Detailed Study Description
Among the 15 million people with food allergies in the U.S., adolescents experience the highest risk of adverse events, including death from anaphylaxis. Visits to one pediatric emergency department for anaphylaxis doubled between 2001 and 2006, suggesting a rapidly escalating public health burden. Despite this critical concern, there are few evidence-based strategies to improve food allergy management in adolescents, who must sustain three core prevention strategies: diligent avoidance of allergenic foods, consistent carrying of potentially life-saving epinephrine auto-injectors, and prompt administration of epinephrine in the event of anaphylaxis.

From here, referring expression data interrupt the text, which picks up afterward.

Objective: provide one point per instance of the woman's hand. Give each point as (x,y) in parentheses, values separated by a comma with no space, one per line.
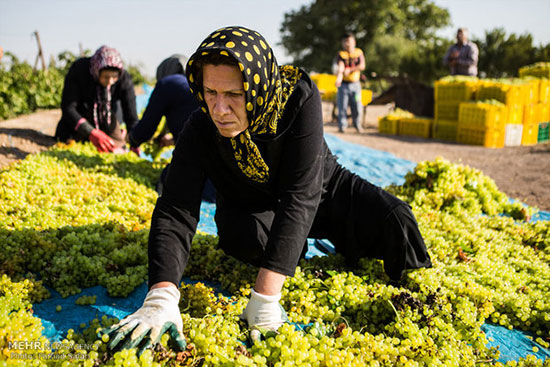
(158,314)
(102,141)
(263,310)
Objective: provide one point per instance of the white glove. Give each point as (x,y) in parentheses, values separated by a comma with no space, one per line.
(263,312)
(158,314)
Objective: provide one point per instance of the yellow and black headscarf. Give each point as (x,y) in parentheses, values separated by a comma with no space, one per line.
(267,87)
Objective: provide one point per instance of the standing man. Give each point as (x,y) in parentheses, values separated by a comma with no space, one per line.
(351,62)
(462,56)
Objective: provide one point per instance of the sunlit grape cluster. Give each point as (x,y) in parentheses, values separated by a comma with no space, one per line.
(73,218)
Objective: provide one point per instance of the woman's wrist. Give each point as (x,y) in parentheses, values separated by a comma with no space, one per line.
(269,282)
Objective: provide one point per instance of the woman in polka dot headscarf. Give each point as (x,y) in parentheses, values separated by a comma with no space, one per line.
(258,136)
(266,86)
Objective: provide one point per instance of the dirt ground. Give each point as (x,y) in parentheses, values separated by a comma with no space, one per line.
(522,172)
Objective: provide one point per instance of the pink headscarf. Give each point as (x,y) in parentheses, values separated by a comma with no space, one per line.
(104,57)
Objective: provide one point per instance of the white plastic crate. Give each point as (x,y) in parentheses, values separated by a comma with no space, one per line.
(512,135)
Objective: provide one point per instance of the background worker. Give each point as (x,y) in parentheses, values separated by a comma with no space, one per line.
(171,98)
(258,135)
(462,57)
(93,86)
(350,62)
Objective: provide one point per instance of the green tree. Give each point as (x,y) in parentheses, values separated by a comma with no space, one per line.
(389,31)
(502,56)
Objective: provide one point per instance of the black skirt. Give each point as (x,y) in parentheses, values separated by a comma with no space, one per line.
(359,218)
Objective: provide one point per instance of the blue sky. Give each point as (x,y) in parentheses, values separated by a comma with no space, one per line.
(147,31)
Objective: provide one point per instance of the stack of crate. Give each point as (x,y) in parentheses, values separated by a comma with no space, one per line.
(537,110)
(390,124)
(449,92)
(513,94)
(482,123)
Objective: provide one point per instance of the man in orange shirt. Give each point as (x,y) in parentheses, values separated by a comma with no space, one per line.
(351,62)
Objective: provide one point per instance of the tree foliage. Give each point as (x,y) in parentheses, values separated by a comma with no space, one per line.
(399,38)
(502,55)
(390,32)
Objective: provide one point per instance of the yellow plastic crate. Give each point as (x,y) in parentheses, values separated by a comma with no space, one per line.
(455,90)
(388,125)
(366,96)
(326,83)
(415,126)
(490,138)
(530,114)
(512,135)
(446,110)
(544,90)
(482,115)
(544,132)
(444,130)
(515,114)
(509,94)
(542,111)
(530,134)
(531,91)
(329,95)
(539,69)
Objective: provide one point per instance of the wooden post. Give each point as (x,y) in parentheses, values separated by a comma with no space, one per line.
(40,53)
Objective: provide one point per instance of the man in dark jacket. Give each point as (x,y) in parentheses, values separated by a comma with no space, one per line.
(93,86)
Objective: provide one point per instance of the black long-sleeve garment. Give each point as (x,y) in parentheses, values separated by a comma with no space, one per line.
(77,101)
(306,184)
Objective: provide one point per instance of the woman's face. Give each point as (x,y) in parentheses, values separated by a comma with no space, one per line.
(108,77)
(225,97)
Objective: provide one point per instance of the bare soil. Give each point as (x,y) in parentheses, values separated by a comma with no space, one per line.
(521,172)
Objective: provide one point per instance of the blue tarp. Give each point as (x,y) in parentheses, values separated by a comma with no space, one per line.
(380,168)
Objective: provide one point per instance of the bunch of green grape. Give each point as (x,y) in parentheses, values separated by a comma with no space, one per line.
(490,265)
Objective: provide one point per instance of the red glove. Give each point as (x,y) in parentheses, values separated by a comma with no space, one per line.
(136,150)
(102,141)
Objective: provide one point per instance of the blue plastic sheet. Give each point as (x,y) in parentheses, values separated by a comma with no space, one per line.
(380,168)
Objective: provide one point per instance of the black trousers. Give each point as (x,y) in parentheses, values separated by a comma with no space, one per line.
(360,219)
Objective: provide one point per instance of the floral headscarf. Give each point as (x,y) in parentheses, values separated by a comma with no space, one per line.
(267,88)
(104,57)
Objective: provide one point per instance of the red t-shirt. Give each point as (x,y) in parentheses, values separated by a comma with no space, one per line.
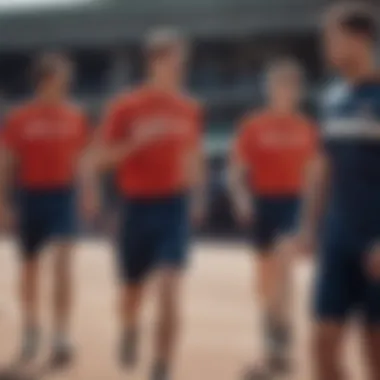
(157,168)
(276,149)
(47,140)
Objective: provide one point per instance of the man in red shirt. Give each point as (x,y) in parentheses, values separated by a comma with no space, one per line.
(152,135)
(42,141)
(272,149)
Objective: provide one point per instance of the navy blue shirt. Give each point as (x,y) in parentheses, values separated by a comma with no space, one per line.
(351,133)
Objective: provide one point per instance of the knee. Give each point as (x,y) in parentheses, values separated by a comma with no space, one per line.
(326,349)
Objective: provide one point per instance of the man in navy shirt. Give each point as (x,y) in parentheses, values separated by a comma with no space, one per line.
(343,197)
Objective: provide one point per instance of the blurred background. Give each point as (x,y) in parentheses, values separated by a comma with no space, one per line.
(232,41)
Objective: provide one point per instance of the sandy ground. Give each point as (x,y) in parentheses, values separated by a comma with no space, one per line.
(219,336)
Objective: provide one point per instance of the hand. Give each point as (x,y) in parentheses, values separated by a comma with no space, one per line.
(7,217)
(373,261)
(197,215)
(302,243)
(244,214)
(90,204)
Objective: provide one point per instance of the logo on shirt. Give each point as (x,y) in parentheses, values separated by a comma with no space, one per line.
(46,130)
(282,140)
(160,127)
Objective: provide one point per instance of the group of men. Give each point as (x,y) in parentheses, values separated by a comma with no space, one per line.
(298,187)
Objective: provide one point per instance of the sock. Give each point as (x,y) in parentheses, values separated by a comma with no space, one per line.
(277,335)
(61,340)
(160,370)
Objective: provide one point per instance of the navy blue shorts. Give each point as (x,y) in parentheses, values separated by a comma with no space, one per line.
(153,233)
(273,217)
(45,216)
(343,286)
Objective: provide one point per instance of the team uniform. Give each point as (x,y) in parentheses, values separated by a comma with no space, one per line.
(351,131)
(47,141)
(276,149)
(153,181)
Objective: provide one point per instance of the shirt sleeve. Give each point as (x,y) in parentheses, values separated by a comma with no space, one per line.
(199,127)
(84,133)
(241,149)
(113,127)
(9,134)
(315,139)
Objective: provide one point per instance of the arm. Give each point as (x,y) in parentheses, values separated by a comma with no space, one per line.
(238,189)
(9,146)
(7,164)
(198,184)
(316,192)
(237,169)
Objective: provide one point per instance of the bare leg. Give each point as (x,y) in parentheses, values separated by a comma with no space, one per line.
(168,319)
(130,307)
(29,304)
(327,351)
(62,303)
(372,351)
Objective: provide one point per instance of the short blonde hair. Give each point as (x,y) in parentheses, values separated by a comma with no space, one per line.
(161,41)
(285,65)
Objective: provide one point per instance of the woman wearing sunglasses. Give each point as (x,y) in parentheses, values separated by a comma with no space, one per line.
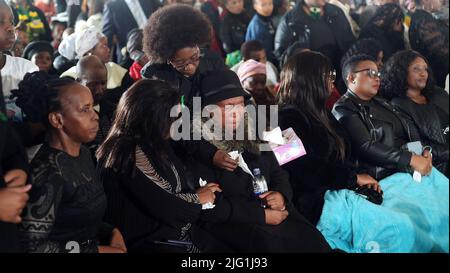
(377,131)
(303,94)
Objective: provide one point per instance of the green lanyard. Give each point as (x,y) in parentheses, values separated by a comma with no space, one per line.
(315,13)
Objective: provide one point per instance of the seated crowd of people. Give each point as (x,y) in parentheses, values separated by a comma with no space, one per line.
(92,94)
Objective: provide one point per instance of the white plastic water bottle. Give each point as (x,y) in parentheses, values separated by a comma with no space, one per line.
(259,183)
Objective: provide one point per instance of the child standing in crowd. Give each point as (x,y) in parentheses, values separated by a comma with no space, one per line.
(136,53)
(38,27)
(234,25)
(13,69)
(261,27)
(67,202)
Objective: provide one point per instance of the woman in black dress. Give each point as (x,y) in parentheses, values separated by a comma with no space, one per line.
(145,183)
(67,201)
(409,85)
(327,165)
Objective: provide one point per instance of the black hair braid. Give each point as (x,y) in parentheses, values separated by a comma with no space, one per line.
(38,95)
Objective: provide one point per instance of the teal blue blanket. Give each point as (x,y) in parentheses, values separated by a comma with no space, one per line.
(414,217)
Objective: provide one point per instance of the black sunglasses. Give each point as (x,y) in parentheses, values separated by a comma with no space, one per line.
(370,72)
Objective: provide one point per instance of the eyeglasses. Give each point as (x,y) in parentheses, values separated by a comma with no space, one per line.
(333,75)
(370,72)
(330,76)
(182,65)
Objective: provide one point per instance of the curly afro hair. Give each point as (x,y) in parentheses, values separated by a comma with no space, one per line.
(38,95)
(394,82)
(172,28)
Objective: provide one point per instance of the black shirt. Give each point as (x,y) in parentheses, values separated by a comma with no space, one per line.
(400,136)
(67,203)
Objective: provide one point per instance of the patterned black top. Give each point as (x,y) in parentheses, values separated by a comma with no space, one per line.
(66,205)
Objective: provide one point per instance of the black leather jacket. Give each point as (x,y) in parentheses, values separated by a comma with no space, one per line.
(428,124)
(294,28)
(372,135)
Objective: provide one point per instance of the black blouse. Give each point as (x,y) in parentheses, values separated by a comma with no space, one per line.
(66,205)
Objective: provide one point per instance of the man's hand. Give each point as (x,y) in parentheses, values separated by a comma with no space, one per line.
(224,161)
(117,240)
(12,202)
(15,178)
(275,217)
(274,200)
(206,193)
(368,181)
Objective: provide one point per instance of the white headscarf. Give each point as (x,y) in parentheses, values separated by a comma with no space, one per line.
(67,47)
(86,40)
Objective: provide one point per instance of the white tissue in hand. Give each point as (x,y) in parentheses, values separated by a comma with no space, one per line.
(208,205)
(242,164)
(275,136)
(234,155)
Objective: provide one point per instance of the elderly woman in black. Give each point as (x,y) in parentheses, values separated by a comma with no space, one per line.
(377,131)
(408,84)
(67,201)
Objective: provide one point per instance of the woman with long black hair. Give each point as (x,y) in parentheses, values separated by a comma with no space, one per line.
(145,183)
(303,94)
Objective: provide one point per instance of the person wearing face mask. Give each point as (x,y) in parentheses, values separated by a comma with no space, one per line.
(378,133)
(429,37)
(408,84)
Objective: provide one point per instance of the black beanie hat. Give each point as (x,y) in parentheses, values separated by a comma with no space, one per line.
(217,86)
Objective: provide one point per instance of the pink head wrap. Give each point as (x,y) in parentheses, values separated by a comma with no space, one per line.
(250,68)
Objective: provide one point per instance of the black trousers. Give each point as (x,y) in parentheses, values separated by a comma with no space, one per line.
(294,235)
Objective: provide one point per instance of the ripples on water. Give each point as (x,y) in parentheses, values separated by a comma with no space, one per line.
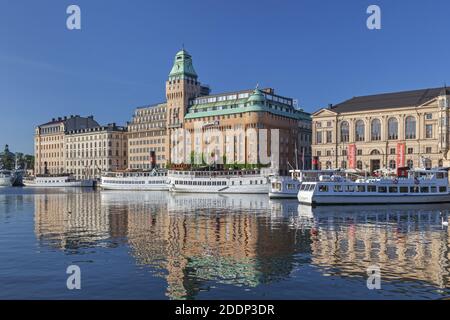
(182,246)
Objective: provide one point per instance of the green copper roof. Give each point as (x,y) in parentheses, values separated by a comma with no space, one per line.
(182,65)
(257,96)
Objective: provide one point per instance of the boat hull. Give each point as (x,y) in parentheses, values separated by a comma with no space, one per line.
(256,189)
(159,187)
(72,184)
(372,199)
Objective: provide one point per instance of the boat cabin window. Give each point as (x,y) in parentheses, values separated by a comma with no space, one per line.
(393,189)
(414,189)
(349,188)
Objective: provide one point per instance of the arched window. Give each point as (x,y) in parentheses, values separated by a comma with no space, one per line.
(392,129)
(376,130)
(359,130)
(374,152)
(392,164)
(410,164)
(359,165)
(344,131)
(410,127)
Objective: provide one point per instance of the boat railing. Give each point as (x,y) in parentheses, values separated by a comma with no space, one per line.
(210,174)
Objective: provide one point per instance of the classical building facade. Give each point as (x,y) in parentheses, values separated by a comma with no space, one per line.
(91,151)
(384,131)
(49,142)
(147,132)
(190,106)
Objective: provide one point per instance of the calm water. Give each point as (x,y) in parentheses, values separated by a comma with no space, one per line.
(157,245)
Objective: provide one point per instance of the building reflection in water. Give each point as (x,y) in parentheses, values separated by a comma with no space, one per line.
(194,241)
(405,243)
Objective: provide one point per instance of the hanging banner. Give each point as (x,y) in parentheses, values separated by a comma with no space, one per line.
(351,156)
(401,154)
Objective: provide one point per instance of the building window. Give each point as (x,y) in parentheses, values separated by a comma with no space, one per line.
(429,131)
(392,129)
(329,137)
(319,137)
(392,164)
(344,131)
(410,164)
(376,130)
(359,130)
(410,127)
(359,165)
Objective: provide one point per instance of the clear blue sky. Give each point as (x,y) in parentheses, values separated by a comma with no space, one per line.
(319,52)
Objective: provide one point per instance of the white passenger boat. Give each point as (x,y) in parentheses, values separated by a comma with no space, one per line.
(409,186)
(226,181)
(288,186)
(142,180)
(59,181)
(6,178)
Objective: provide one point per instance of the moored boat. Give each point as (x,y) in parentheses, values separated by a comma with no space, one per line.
(225,181)
(408,186)
(288,186)
(49,181)
(142,180)
(6,178)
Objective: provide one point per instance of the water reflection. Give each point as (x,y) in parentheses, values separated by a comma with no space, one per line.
(196,241)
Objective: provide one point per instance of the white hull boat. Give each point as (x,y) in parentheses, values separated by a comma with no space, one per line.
(63,181)
(156,181)
(243,182)
(417,186)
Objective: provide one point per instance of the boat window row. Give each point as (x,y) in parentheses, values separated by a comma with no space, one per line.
(375,189)
(134,182)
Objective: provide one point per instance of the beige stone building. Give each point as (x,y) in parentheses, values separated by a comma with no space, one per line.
(384,131)
(91,151)
(190,106)
(146,133)
(49,142)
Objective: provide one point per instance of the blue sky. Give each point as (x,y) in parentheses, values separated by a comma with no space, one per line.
(318,52)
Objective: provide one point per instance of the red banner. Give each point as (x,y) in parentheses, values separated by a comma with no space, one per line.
(351,156)
(401,154)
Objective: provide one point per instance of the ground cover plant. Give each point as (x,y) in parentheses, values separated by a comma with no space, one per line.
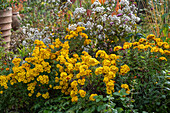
(81,56)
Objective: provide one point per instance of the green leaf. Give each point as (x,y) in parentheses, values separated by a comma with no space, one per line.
(97,100)
(101,107)
(116,93)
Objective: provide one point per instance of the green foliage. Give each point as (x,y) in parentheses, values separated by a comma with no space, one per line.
(147,79)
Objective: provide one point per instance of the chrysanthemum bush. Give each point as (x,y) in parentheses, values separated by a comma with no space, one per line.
(106,23)
(148,60)
(52,70)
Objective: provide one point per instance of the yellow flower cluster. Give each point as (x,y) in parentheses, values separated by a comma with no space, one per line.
(126,87)
(78,32)
(70,71)
(109,69)
(157,45)
(43,79)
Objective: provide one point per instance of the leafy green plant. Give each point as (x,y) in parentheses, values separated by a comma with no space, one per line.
(147,60)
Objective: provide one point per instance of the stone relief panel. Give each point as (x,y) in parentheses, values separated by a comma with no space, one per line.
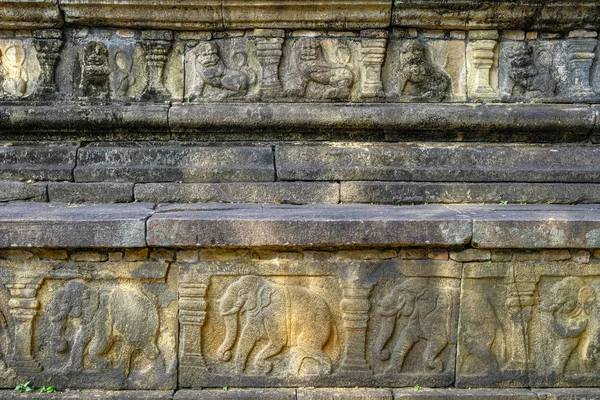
(101,65)
(90,324)
(218,70)
(298,323)
(536,326)
(19,69)
(315,68)
(425,70)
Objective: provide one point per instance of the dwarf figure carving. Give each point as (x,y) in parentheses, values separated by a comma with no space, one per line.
(211,71)
(14,80)
(529,78)
(423,80)
(124,79)
(313,67)
(95,71)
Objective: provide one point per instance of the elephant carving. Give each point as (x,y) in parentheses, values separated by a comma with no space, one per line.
(124,317)
(427,313)
(571,302)
(284,316)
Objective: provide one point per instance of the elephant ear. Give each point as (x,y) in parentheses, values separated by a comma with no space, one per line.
(263,299)
(586,299)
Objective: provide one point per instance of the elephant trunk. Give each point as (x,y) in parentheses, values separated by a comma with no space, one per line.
(385,332)
(231,327)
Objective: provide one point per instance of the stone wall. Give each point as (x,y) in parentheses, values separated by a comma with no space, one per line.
(209,199)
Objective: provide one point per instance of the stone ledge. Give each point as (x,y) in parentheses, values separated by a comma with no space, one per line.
(552,122)
(550,15)
(239,225)
(230,14)
(59,225)
(29,14)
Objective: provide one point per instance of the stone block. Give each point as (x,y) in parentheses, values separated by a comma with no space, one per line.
(468,192)
(471,255)
(236,394)
(57,225)
(246,324)
(437,162)
(559,227)
(37,162)
(99,325)
(319,225)
(29,14)
(22,191)
(511,316)
(256,192)
(346,394)
(450,394)
(67,192)
(174,164)
(396,121)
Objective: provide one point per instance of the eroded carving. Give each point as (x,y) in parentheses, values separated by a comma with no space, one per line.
(13,74)
(312,67)
(281,315)
(422,80)
(211,72)
(530,78)
(95,71)
(127,317)
(426,312)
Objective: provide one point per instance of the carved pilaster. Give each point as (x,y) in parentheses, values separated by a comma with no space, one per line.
(520,300)
(48,44)
(355,307)
(192,312)
(157,45)
(373,54)
(23,307)
(581,46)
(483,58)
(269,43)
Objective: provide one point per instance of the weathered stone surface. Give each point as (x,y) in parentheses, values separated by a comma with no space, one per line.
(552,228)
(69,118)
(37,162)
(174,164)
(67,192)
(346,394)
(479,394)
(91,395)
(278,192)
(22,191)
(438,162)
(511,316)
(533,14)
(253,328)
(214,14)
(57,225)
(271,225)
(236,394)
(462,192)
(29,14)
(395,120)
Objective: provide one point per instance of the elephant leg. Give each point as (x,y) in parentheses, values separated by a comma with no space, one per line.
(272,348)
(246,342)
(82,338)
(408,338)
(434,347)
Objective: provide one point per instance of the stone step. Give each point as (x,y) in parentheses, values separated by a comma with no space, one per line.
(212,224)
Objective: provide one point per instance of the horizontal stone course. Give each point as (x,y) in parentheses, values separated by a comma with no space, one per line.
(438,162)
(174,164)
(256,192)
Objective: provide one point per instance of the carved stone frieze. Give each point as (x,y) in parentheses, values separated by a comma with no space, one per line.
(102,65)
(259,324)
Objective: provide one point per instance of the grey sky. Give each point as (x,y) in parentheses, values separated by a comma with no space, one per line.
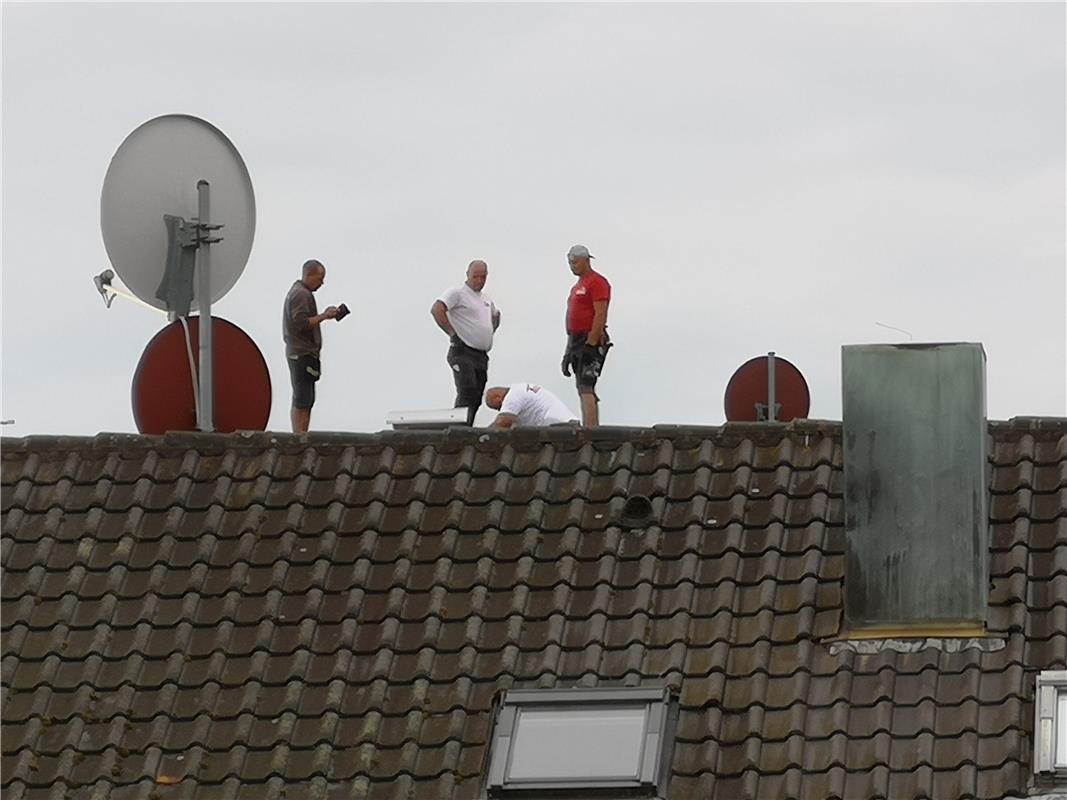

The objective of this proposal is to develop and test interventions to encourage safer food allergy management among adolescents. The primary outcome is consistency of epinephrine-carrying, measured using cell phone photographs at randomly-timed check-ins. This study will be among the first to longitudinally track normative food allergy management practices and one of the first to test behavior change strategies. This study is the necessary next step toward a definitive nationwide longitudinal study of food allergy management in adolescents. In a cohort multiple randomized controlled trial (n=130), the study will include two experiments to test the effectiveness of text message reminders and financial incentives, using various incentive designs that have proven effective in prior behavioral economics interventions to encourage weight loss and smoking cessation. Based on promising preliminary data, the central hypothesis is that, compared to controls, adolescents who receive text message reminders plus modest financial incentives will more consistently carry their epinephrine.